By: Elizabeth Wampler
Gayle Myers Wampler
Wife, mother, grandmother to 10 grateful, fortunate young people, a supreme knitter, lover of all things floral, one of the first woman Computer Programmers in IBM’s history… And American Disability Pioneer.
I lost my mother-in-law this week. She was one of my dearest friends, and aside from that point, I will be eternally indebted to her for raising my husband, Stephen Wampler, masterfully. Wisely. Somehow, in spite of his profound disability, he grew to be the most steadfast, proficient, and reliable person in my life. How did she know how to mother that unique child so well and remain unflappable and resolute? She was single-minded and decisive as she raised him, making countless smart decisions that prepared him extraordinarily for a notable future.
Gayle would have never in a million years chosen to be a trailblazer. She was pretty shy, but I guess that she saw she had a lot of work to do. Even though my husband, Stephen, was her first-born child, and she was green to the world of mothering, she was, in fact, a mother. She had to move a mountain. Gayle did that with the instinct that many mothers have but without any Northstar. She skillfully and thoroughly prepped him for a life of abundance. She called on all her selflessness and discernment, and grit that has served him as a father and husband, and leader. In short, she taught him to thrive.

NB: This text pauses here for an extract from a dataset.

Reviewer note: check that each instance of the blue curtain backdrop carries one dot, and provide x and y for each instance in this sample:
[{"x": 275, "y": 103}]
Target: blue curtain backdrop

Gayle was before her time. Fifty-four years ago, people with disabilities were in institutions or quietly at home. She wasn’t having that for HER child. Never, never, never. Instead, she set out to set him up for a life that was filled with daunting, grand ambitions. There had to be a great deal that went into her thinking that I will never know about. I do know that she and Steve had a silent, abiding agreement. It was this: If he couldn’t find a way to do something, he just had to figure it out. The end.
I also know that she believed in him very deeply, and I know she was unwilling to pity her child; she thought too much of the person he was. He impressed her, and she “saw” him, so raised him with a very grounding sense of responsibility and accountability and void of excuses. Gayle never babied Steve and was never one to keep him out of (mild) harm’s way. She didn’t shield him from real life. Instead, she prepared him for adulthood, anticipating his path educationally and beyond. She counted on his diligence and effort so that he could battle against obstacles and obstructions that she knew were inevitable.
They had “a thing,” a common understanding of her expectation of him, and Steve, not knowing anything other than those expectations, set out early to live big. She had GENUINE confidence in him, and he believed her and acted accordingly.
A Life Well-Lived
Gayle also taught Steve to live in good cheer, and he does. Our slogan at Camp Wamp is, “It’s about what you CAN do.” This and many other victories in Stephen’s life began with wise, wonderful, precious Gayle Wampler. We love her, we miss her, and we celebrate her. Even though she is gone now, the ripple of her wisdom, compelling character, and impact will never cease.
R.I.P. Gayle Wampler, you are already missed.
As someone who knows Steve, I will agree she must have been amazing because Steve sure is!